Silahlı saldırıların sık sık yaşandığı kentte son olarak havalimanı kavşağında seyir halinde olan bir araca silahlı saldırı oldu. Plakası belli olmayan başka bir araçta ışıkta bekleyen ve içinde iki kişinin bulunduğu araca ateş açıldı. Ateş açılması ile birlikte, araç içinde bulunan iki kişi yaralandı. İhbar üzerine bölgeye çok sayıda 112 ve polis ekipleri sevk edildi. İlk müdahalenin ardından yaralılar hastaneye kaldırılırken, durumu ağır olan ve 45 yaşlarında olduğu öğrenilen Y.A. isimli yurttaş yapılan tüm müdahalelere rağmen hayatını kaybetti.
Kiralık katiller mi var?
Yaptığımız araştırmalara göre; yaşamını yitiren Y.A., kentte saygın bir iş insanıydı. Yaşamını yitiren kişi ile saldırgan arasında hiçbir husumet bulunmazken, saldırının detayları cinayetin profesyonelce işlendiğini gösteriyor. Saldırgan önce bir araç kiralıyor, aracın plakasını değiştirerek sahte bir plaka takıyor. Günlerce keşif yaptıktan sonra havalimanı kavşağında kar maskesi ile aracın yanına yaklaşarak camı kırdıktan sonra silahlı saldırıyı gerçekleştiriyor. Bu saldırı da diğer saldırılarla benzerlik gösterirken, saldırının çete saldırısı olduğu iddia ediliyor.
Kasap cinayeti
Kentteki bir diğer cinayet ise; kasap dükkanına saldırı oldu. 4 Kasım’da Peyas ilçesi Talaytepe Mahallesi Diclekent Bulvarı üzerinde bulunan bir kasap dükkanında meydana gelen tartışmada silahlar konuştu. İddiaya göre, işyerine gelen kişiler ile içeride bulunanlar arasında henüz bilinmeyen bir nedenle tartışma çıktı. Kısa sürede büyüyen gerginlik silahlı çatışmaya dönüştü. Çatışmada Zülfü Coşan ve Ensari Coşan yaşamını yitirdi. Bu olay da diğer olaylar gibi aydınlatılmayarak kamuoyu bilgilendirilmedi.
Fuhuş iddiasındaki kafe
Kentte yapılan saldırılardan biri de Roj- Dem adlı kafeye oldu. Amed’in Yenişehir ilçesine bağlı Ofis semtinde bulunan “S.M Sanatçılar Derneği İktisadi İşletmesi” isimli dernek binasına Ekim ayında silahlı saldırı düzenlendi. Bu dernek binası aynı zamanda Roj-Dem Kafe olarak işletiliyor. Üç katlı olduğu belirtilen binanın bir katının kahvehane, diğerinin kafe, üst katının ise kumarhane olarak işletildiği iddia edildi. Binada faaliyet gösteren “Roj-Dem” adlı kafenin işletmecisi R.G. isimli bir kadın. R.G.’nin kendisini “eski PKK’li” olarak tanıtarak genç kadınları kafesine çektiği, burada çalıştırarak fuhuşa sürüklediği öne sürülüyor. Amed’de özellikle kafe, merdiven altı güzellik salonları ve masaj salonlarının fuhuş yerleri olarak kullanıldığı iddia ediliyor.
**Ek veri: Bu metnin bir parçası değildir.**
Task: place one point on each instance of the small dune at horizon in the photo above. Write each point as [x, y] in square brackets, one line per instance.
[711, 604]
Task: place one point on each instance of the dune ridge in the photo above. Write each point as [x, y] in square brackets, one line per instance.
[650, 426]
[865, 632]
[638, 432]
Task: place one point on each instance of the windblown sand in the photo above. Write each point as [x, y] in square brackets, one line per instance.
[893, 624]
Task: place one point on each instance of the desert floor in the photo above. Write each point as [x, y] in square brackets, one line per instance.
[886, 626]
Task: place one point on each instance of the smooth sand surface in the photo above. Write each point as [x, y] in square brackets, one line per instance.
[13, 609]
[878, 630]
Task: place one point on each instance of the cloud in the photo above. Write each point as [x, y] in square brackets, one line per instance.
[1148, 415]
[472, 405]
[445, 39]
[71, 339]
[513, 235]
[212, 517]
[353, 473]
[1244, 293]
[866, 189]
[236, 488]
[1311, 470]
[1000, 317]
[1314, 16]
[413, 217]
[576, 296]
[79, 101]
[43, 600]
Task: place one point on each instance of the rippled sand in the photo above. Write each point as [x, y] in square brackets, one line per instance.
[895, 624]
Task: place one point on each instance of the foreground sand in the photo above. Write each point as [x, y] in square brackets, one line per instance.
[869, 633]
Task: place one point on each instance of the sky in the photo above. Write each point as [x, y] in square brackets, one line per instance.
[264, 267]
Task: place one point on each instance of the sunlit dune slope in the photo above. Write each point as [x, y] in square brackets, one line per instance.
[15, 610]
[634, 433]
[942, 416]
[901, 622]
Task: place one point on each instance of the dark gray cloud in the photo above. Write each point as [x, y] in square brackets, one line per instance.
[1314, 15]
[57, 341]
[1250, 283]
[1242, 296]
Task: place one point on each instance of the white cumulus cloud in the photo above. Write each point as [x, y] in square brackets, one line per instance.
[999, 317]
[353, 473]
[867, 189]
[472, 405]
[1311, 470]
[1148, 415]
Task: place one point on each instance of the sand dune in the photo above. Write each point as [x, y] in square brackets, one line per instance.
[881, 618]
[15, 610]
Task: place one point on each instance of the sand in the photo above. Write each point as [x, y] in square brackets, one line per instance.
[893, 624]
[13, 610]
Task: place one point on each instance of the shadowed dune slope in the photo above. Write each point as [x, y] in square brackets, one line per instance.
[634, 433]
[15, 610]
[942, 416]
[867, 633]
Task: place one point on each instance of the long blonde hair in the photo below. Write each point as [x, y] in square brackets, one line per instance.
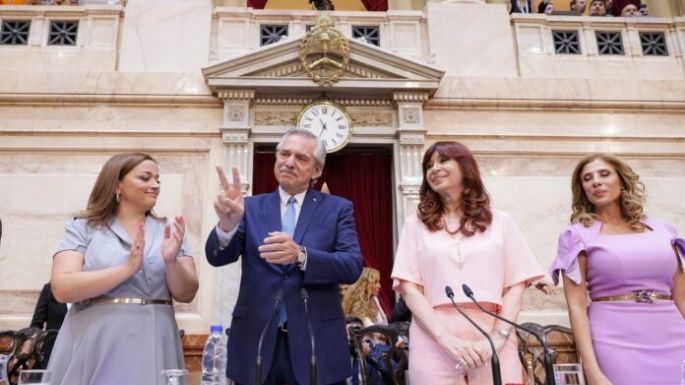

Çetelere karşı özsavunma çağrısı
Kentte tüm bu saldırılar olurken, halkın tepkisi de büyüyor. Halk ile konuştuğumuzda bu saldırıların örgütsel tepki ile yok edilebileceğine inanıyor. Son dönemlerde artan asayiş olaylarına ve uyuşturucu kullanımına dikkati çekmek amacıyla “Demokratik Kurumlar Platformu” öncülüğünde 5 Ekim’de basın açıklaması düzenlendi. Yine aynı platform ile Uyuşturucu ve Fuhuş’a Karşı Şiyar Be Platformu, 4 Kasım’da fuhuş iddialarının olduğu kafe önünde açıklama yaparak özsavunma çağrısında bulundu. Aynı gün Selefilerin saldırılarına maruz kalan kadınlarla dayanışmak amacıyla Sur Nebi Cami önünde de bir basın açıklaması yapıldı.
Hem Demokratik Kurumlar Platformu hem Şiyar Be Platformu hem de Diyarbakır Kent Konseyi’nin temel konularından biri kentte son dönemde artan çeteler. Kentte bu çetelere karşı halk ile birlikte güçlü eylemler planlanıyor.